Question.—“What answer did you make?”
Answer.—“I told him ‘No.’”
Question.—“Did he say anything more?”
Answer.—“He said—‘If you could, there’s a £10 note for you.’”
Question.—“What did you say to that?”
Answer.—“I told him I could not. I then said, ‘I must go, the horses are in the fly ready for us to start.’ I do not recollect that he said anything more about the jar. I said, that if I didn’t go somebody else would go. He told me not to be in a hurry, for if anybody else went he would pay me. I saw him again next morning, when I was going to breakfast. He asked me then who went with the fly. I told him Mr. Stevens, and, I believed, one of Mr. Gardner’s clerks.”
Cross-examined by Mr. Serjeant Shee.—“Were not the words that Palmer used—‘I wouldn’t mind giving £10 to break Stevens’s neck?’”
Answer.—“I don’t recollect the words ‘break his neck.’”
Question.—“Well, ‘upset him.’ Did he say, ‘I wouldn’t mind giving £10 to upset him?’”

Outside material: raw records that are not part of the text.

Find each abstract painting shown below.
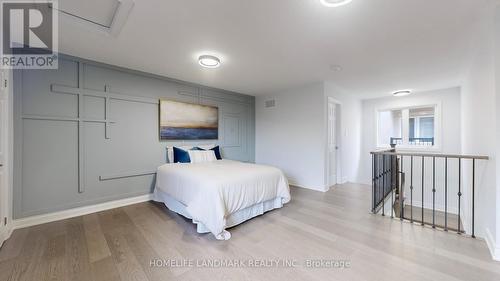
[160,100,219,140]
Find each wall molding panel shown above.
[13,55,255,220]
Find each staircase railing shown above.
[371,148,489,237]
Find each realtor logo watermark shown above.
[0,0,59,69]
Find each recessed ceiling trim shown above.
[57,0,134,36]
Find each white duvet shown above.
[156,160,290,239]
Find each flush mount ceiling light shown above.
[319,0,352,8]
[198,55,220,68]
[392,90,411,97]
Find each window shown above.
[408,107,435,146]
[377,105,438,148]
[378,110,403,146]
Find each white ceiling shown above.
[59,0,491,97]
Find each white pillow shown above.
[197,144,217,150]
[167,146,192,163]
[188,150,217,163]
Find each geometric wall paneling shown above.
[222,113,241,147]
[13,55,255,218]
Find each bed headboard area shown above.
[13,55,255,218]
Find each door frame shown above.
[0,70,14,246]
[325,96,342,190]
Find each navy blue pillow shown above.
[210,146,222,160]
[191,146,222,160]
[174,146,191,163]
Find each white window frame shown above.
[375,102,442,152]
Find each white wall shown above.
[255,82,361,191]
[255,83,326,191]
[325,82,361,182]
[359,88,461,184]
[494,6,500,261]
[461,3,500,254]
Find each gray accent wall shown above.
[14,56,255,218]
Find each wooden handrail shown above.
[370,150,490,160]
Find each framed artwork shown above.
[160,100,219,140]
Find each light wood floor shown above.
[0,184,500,281]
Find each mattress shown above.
[155,160,290,240]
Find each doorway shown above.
[0,71,10,246]
[326,97,342,187]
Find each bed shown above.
[154,159,290,240]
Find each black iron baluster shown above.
[444,157,448,231]
[389,156,398,218]
[421,156,425,225]
[399,155,405,220]
[372,154,376,213]
[410,155,413,223]
[382,154,386,216]
[472,159,476,238]
[432,157,436,228]
[457,158,462,234]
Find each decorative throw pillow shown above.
[193,145,222,160]
[173,146,191,163]
[210,146,222,160]
[188,149,217,163]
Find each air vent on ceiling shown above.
[264,99,276,108]
[56,0,134,35]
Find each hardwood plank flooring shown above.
[0,184,500,281]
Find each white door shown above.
[0,72,9,246]
[328,101,337,186]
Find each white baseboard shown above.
[12,194,153,229]
[484,228,500,261]
[0,225,12,247]
[288,179,330,192]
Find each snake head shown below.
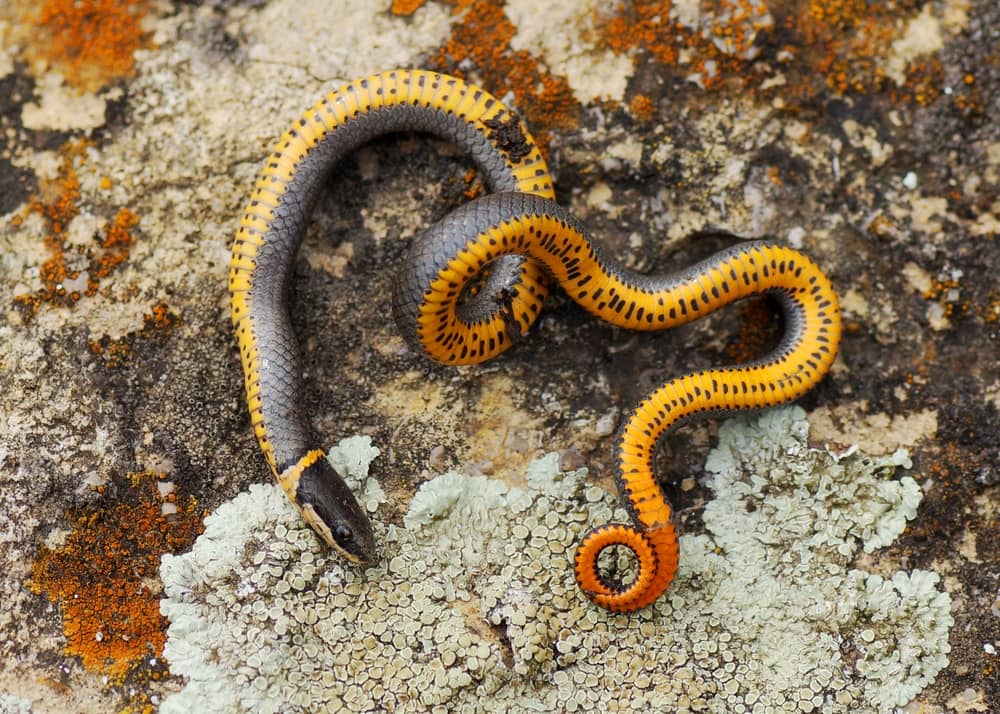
[294,458,376,565]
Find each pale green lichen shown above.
[161,409,951,714]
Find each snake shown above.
[229,69,841,611]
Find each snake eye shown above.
[333,524,354,543]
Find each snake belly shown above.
[229,70,553,563]
[394,193,841,611]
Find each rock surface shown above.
[0,0,1000,712]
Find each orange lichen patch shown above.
[429,0,580,150]
[597,0,771,89]
[598,0,687,65]
[389,0,427,17]
[28,473,203,682]
[597,0,952,103]
[87,302,181,369]
[27,0,149,91]
[628,94,656,121]
[924,280,971,318]
[12,142,139,319]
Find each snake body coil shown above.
[229,70,840,610]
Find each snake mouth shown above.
[295,458,377,565]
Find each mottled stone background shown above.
[0,0,1000,712]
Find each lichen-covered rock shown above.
[161,408,952,714]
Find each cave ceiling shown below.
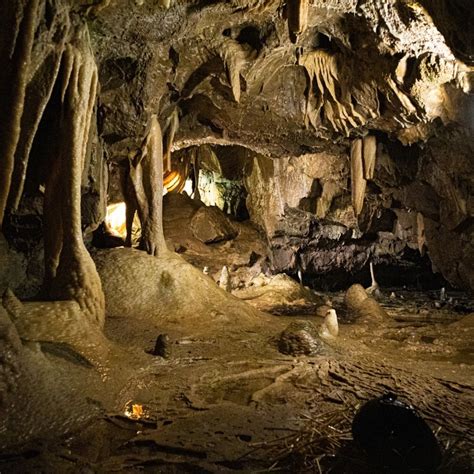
[85,0,473,159]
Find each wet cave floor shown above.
[0,284,474,473]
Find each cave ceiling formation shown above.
[0,0,474,288]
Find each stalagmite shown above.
[219,38,247,102]
[319,308,339,339]
[351,139,367,216]
[125,114,166,256]
[163,108,179,171]
[287,0,309,43]
[416,212,426,255]
[219,265,232,293]
[362,135,377,179]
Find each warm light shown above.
[105,202,127,238]
[124,400,146,419]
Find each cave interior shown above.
[0,0,474,474]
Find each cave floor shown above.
[0,284,474,473]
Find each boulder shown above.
[191,206,237,244]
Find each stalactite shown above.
[163,108,179,172]
[351,139,367,216]
[8,50,62,210]
[44,27,105,325]
[287,0,309,43]
[362,135,377,179]
[0,0,39,224]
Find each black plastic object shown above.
[352,393,441,474]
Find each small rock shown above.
[152,334,171,359]
[219,265,232,293]
[278,321,326,356]
[191,206,237,244]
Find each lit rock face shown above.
[89,0,473,287]
[0,0,474,296]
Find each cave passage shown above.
[0,0,474,474]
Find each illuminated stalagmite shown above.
[124,115,166,255]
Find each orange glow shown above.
[124,400,146,419]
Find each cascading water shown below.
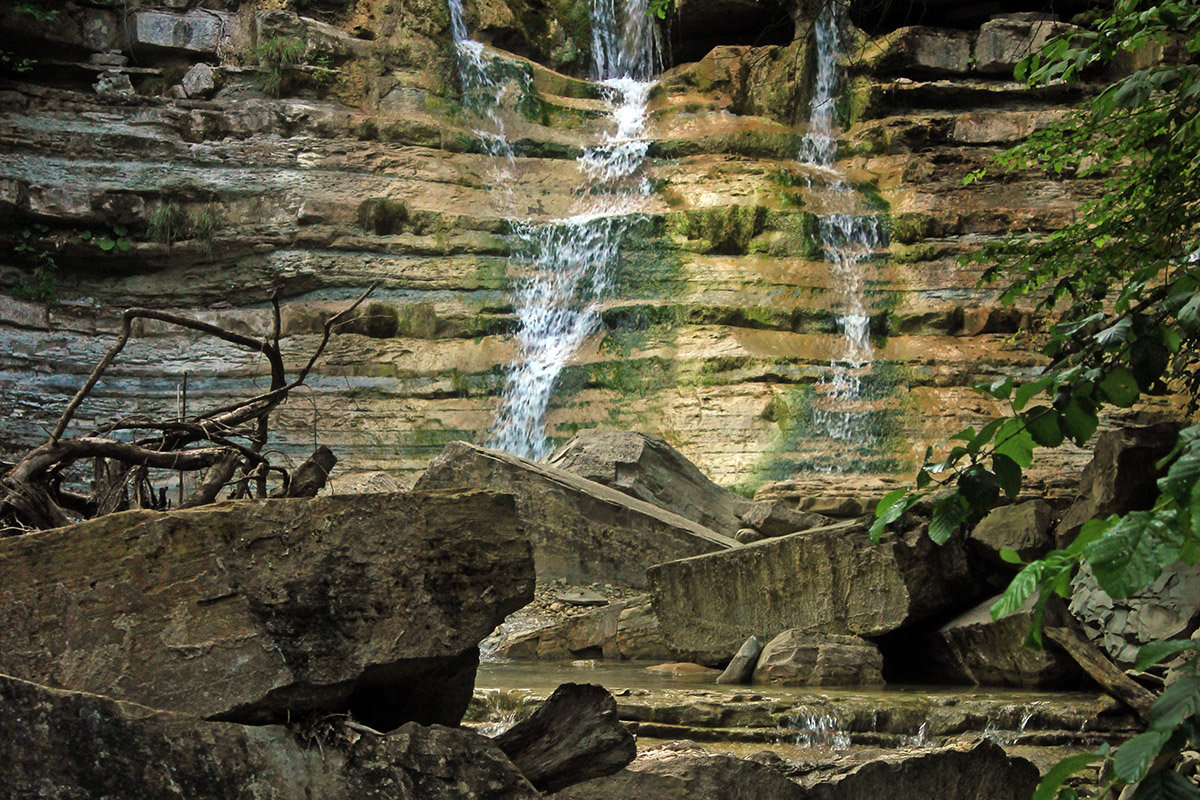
[488,0,659,459]
[800,4,887,455]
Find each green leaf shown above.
[1134,639,1200,669]
[991,561,1046,619]
[1139,676,1200,734]
[1033,753,1105,800]
[991,452,1021,500]
[1112,730,1166,783]
[1129,770,1200,800]
[1024,405,1063,447]
[1099,367,1138,408]
[1000,547,1025,564]
[929,493,967,545]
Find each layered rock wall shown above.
[0,0,1161,491]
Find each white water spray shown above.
[488,0,659,459]
[800,4,887,444]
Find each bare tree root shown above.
[0,285,374,535]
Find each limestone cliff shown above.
[0,0,1161,488]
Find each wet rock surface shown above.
[416,441,738,588]
[648,523,978,664]
[0,492,533,729]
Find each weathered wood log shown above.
[1044,625,1154,722]
[494,684,637,793]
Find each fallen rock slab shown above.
[647,522,977,664]
[910,597,1081,687]
[546,428,754,536]
[754,628,883,686]
[0,675,541,800]
[493,684,637,792]
[0,492,534,729]
[416,441,739,588]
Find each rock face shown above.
[800,740,1039,800]
[0,0,1113,494]
[494,684,637,792]
[416,441,738,588]
[1070,563,1200,664]
[914,597,1080,687]
[970,500,1054,570]
[648,523,976,663]
[554,741,1038,800]
[546,428,752,536]
[0,675,541,800]
[0,492,534,729]
[754,628,883,686]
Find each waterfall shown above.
[799,4,887,455]
[488,0,659,459]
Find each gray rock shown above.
[908,597,1081,687]
[799,740,1039,800]
[716,636,762,685]
[974,13,1074,77]
[180,61,217,100]
[1070,563,1200,664]
[869,26,971,77]
[546,428,752,536]
[92,70,137,97]
[754,628,883,686]
[0,492,533,729]
[1055,422,1180,547]
[739,500,832,537]
[0,675,541,800]
[131,8,240,55]
[647,523,978,663]
[968,500,1054,569]
[416,441,740,587]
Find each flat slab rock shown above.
[553,741,1038,800]
[647,523,976,663]
[0,492,534,729]
[416,441,740,592]
[0,675,541,800]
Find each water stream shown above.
[488,0,660,459]
[800,4,887,455]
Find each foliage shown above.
[79,224,133,253]
[872,0,1200,800]
[254,36,307,97]
[12,225,59,302]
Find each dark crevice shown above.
[668,0,796,64]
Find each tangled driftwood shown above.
[0,287,374,535]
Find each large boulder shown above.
[1055,422,1180,547]
[416,441,738,588]
[546,428,748,536]
[648,523,977,663]
[973,12,1074,78]
[0,492,534,729]
[754,628,883,686]
[0,675,541,800]
[799,739,1038,800]
[554,740,1038,800]
[546,428,829,541]
[908,597,1081,687]
[970,500,1054,569]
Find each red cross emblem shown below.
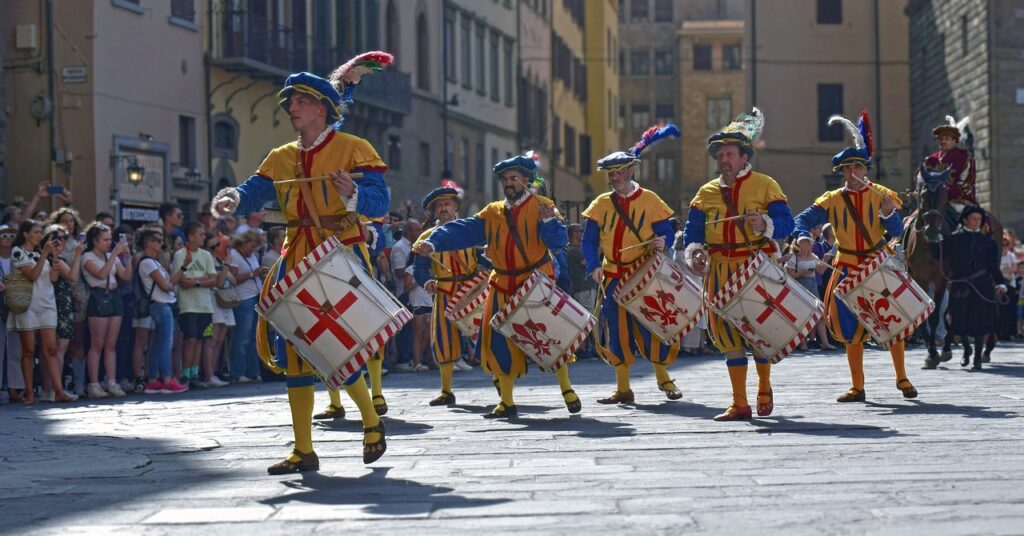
[297,289,358,349]
[754,285,797,324]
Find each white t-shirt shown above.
[138,257,177,303]
[82,250,120,289]
[227,248,261,299]
[406,265,434,307]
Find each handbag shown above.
[3,261,32,315]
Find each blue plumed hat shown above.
[278,73,342,125]
[492,153,538,182]
[597,123,681,171]
[423,180,462,210]
[278,50,394,130]
[828,109,874,173]
[708,108,765,158]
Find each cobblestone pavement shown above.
[0,344,1024,536]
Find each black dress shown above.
[943,229,1006,337]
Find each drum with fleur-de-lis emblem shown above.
[833,249,935,347]
[490,271,597,372]
[709,251,824,363]
[613,253,703,344]
[256,237,413,388]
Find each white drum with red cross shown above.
[444,270,490,340]
[710,251,824,363]
[613,253,703,344]
[256,237,413,388]
[490,272,597,372]
[833,250,935,347]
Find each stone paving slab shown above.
[0,344,1024,536]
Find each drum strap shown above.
[718,188,753,249]
[611,193,643,242]
[840,190,886,254]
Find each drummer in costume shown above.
[414,156,582,418]
[932,205,1007,370]
[683,108,793,421]
[582,124,683,404]
[795,110,918,402]
[413,180,479,406]
[213,52,393,475]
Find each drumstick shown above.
[618,239,655,253]
[705,214,746,225]
[273,173,362,184]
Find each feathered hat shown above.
[932,116,971,141]
[278,50,394,130]
[492,151,541,181]
[423,179,462,211]
[708,108,765,158]
[597,123,682,171]
[828,108,874,173]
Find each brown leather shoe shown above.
[758,388,775,417]
[266,450,319,475]
[430,390,455,406]
[715,406,753,422]
[313,404,345,420]
[657,379,683,400]
[836,387,867,402]
[896,378,918,399]
[597,389,635,404]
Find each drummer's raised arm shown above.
[426,216,487,251]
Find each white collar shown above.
[505,189,534,208]
[718,162,754,188]
[296,125,334,151]
[611,180,640,199]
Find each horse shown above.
[902,164,1002,368]
[902,165,952,368]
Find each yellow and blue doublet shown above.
[413,226,480,365]
[582,187,679,366]
[236,130,390,387]
[683,169,793,366]
[794,182,903,344]
[427,192,568,378]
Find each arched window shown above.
[384,0,401,60]
[416,13,430,90]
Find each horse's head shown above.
[918,164,952,210]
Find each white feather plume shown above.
[828,115,867,149]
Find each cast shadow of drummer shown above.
[260,467,510,518]
[313,413,434,437]
[752,415,906,440]
[864,400,1019,419]
[468,415,636,438]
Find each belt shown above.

Answer.—“Yes; I believe those were the words. I do not know that Palmer appeared to have been drinking. I don’t recollect that he had. I can’t say that he used any epithet, applied to Stevens—he said it was a humbugging concern altogether, or something of that. I don’t recollect that he said Stevens was a troublesome fellow, and very inquisitive. I don’t remember anything more than I have said. I do not know whether there was more than one jar.”